Some skin interface locations can be identified in the design and manufacture process, but not all. Issues with fitting and adjustment often are addressed after the fact, and may create unanticipated soft tissue “hot spots” at the interfaces of the AFO and the lower limb. Damage to the skin of the feet and lower legs can cause pain and discomfort for the patient, which in turn can negatively affect patient compliance with device wear.
Some clinicians may not discuss the patient’s lifestyle and physical activities prior to the fitting, design, and manufacture of the AFO; therefore, the clinician may not be aware of all of the soft tissue protection requirements for a specific patient. I contend that it is desirable, even critical, to have these conversations in the initial phases of AFO fitting and design, and to establish the performance requirements for a sock that integrates with the AFO and the footwear the patient will use.

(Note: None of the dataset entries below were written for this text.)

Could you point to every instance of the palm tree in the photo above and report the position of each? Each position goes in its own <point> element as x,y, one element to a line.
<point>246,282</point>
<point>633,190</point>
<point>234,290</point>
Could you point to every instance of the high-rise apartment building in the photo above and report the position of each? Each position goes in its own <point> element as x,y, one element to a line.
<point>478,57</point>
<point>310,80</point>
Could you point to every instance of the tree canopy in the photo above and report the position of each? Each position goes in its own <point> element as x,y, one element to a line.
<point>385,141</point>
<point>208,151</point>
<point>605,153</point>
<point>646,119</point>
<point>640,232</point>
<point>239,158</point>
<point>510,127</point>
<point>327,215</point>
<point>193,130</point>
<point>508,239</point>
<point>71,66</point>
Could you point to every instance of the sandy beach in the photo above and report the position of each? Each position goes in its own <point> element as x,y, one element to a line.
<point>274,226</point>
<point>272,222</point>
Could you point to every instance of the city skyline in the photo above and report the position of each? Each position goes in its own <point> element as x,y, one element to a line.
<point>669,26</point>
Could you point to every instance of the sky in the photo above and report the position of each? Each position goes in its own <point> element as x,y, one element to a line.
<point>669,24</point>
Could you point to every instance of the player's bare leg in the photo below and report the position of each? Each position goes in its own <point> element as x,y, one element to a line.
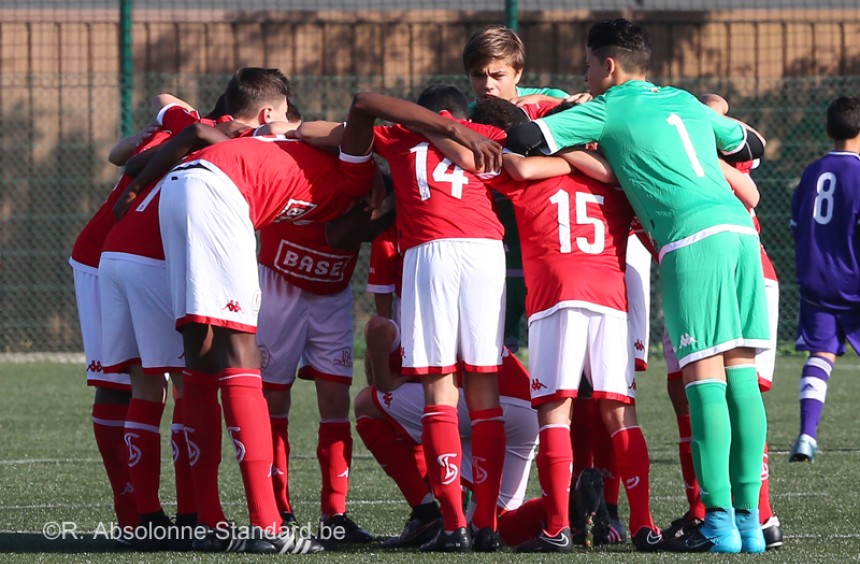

Stresses on the skin and soft tissues of the lower leg and feet are dependent to some extent on the condition for which the AFO is prescribed and on the primary function of the orthosis. With plastic AFOs, researchers have calculated that stress is concentrated in the heel and the neck (the area on the rear of the orthosis interfacing with the Achilles tendon just below the gastroc-soleus complex) regions of the orthosis.3 In a simulation of a solid molded polypropylene AFO in a patient with drop foot, Chu and Reddy calculated that the maximum compressive stress during stance phase occurred under the heel at ground contact and moved from the center to the lateral part of the heel, with a subsequent shift of stress concentration to the neck of the AFO just prior to toe-off. 3 Although the study was done in 1995, and AFO design and materials have changed, the materials that come in contact with the skin remain hard. Polypropylene, copolypropylene, polyethylene, and other plastics are still used, and though newer carbon fibers are used, they too are hard and require an interface to help protect the skin. Therefore, it is likely that high levels of stress on the limb occur at the interfaces in the same areas of the orthosis.
As noted earlier, skin interfaces are typically addressed with foam and gel cushioning built into the AFO, but in my experience these materials are not always sufficient to provide full protection against stresses to the skin, especially in the foot region, where there is little space for such cushioning. Therefore, I suggest that patients wear a padded sock to help cushion and protect the interfaces between the AFO and the lower leg, and the foot in particular.